Grier was initially a reluctant cast member. He'd turned down offers several times before his wife Maritza persuaded him to do the series, a fortuitous decision that Grier still hears about on occasion. "Only in key moments of negotiation does she throw that on the table," he admitted with a smile, explaining that his initial resistance stemmed from a belief that his theatrical acting should drive his career.
"I always felt like you should never try to buy an invitation to the dinner," he said. "You should wait, and when it's your time you will be invited. But that's really not the way Hollywood works. You have to hustle and work on building a career. Not everyone's career is based on, 'I saw you in this wonderful play at the South Coast Repertory--here's a three-picture deal.' "
Grier had worked extensively on stage and in film before "In Living Color." In 1982 he earned a Tony nomination for his Broadway portrayal of baseball great Jackie Robinson in "The First." He later teamed with Denzel Washington and Adolph Caesar in an off-Broadway production of "A Soldier's Play," roles that all three reprised for Norman Jewison's film version, "A Soldier's Story."
His first movie since joining the series is Eddie Murphy's current hit "Boomerang." Grier hopes that his next film, currently in development at Murphy's company at Paramount, will catapult him beyond supporting role status.
"It's the first project being written for me," he said, "and that represents the next level I'd love to be in, because usually I'm the guy who's told, 'It's for an albino midget but make it work' or, 'It was written for a blonde woman but we know you can bring something to it.' "
Lately Grier has been bringing something to his stand-up comedy, headlining at clubs across the country during breaks in his series shooting.

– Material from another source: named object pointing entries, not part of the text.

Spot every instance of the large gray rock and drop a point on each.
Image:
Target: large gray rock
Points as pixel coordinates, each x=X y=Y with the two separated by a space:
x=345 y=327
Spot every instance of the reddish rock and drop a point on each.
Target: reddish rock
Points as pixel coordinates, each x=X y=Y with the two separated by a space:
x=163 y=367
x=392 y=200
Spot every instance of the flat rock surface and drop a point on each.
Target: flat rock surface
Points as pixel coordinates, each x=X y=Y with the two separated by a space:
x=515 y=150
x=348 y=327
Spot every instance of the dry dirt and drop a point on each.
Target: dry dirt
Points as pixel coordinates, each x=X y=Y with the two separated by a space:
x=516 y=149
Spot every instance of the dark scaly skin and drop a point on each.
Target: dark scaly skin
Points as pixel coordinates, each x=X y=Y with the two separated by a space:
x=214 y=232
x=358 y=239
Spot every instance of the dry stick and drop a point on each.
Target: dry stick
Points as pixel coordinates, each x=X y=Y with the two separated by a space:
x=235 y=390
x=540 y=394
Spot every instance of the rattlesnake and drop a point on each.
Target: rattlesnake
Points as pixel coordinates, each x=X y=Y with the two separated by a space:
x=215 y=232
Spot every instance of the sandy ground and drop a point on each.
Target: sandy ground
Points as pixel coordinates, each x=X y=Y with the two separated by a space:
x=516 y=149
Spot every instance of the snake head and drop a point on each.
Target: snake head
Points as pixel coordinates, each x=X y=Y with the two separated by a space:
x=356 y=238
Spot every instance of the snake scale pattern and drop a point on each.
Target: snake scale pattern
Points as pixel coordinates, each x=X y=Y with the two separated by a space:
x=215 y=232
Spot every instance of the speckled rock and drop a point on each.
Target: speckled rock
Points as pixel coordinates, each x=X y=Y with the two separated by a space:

But comedy remains secondary to his theatrical and television careers.
"For me, it's a great release, but it would be different if I were trying to make it as a comic, like this was my (one) shot," he said. "It's not, it's like recreation. But it is a little daunting. I'm still at that stage where I'm a little perplexed that people get so excited about seeing me. But it's cool. It's a great feeling being on stage. It's different from doing a play or doing TV. I don't really feel any pressure."
Except, perhaps, pressure from audiences who invariably cry out for him to do their favorites form "In Living Color." Even though these characters could generate easy laughs, Grier resisted the call for a long time. "I never wanted to do an evening of 'In Living Color,' " he said, "but now I do one or two characters that I feel work within the context of my stand-up."
But when television deals you a hand, you play it. And while more film and stage roles appear destined to follow, being a regular on a weekly hit series has its advantages.
"There's something intimate about television," Grier said. "When people see you on there, they just feel like they can come up to you and start talking."
"It was like levels of recognition; first it was, 'Oh, you're that guy on that show.' Then they would call me by the character's name--Tubbs, Antoine. Now they call me David Alan Grier. It's truly a progression."
"In Living Color" airs Sundays at 8 p.m. on Fox.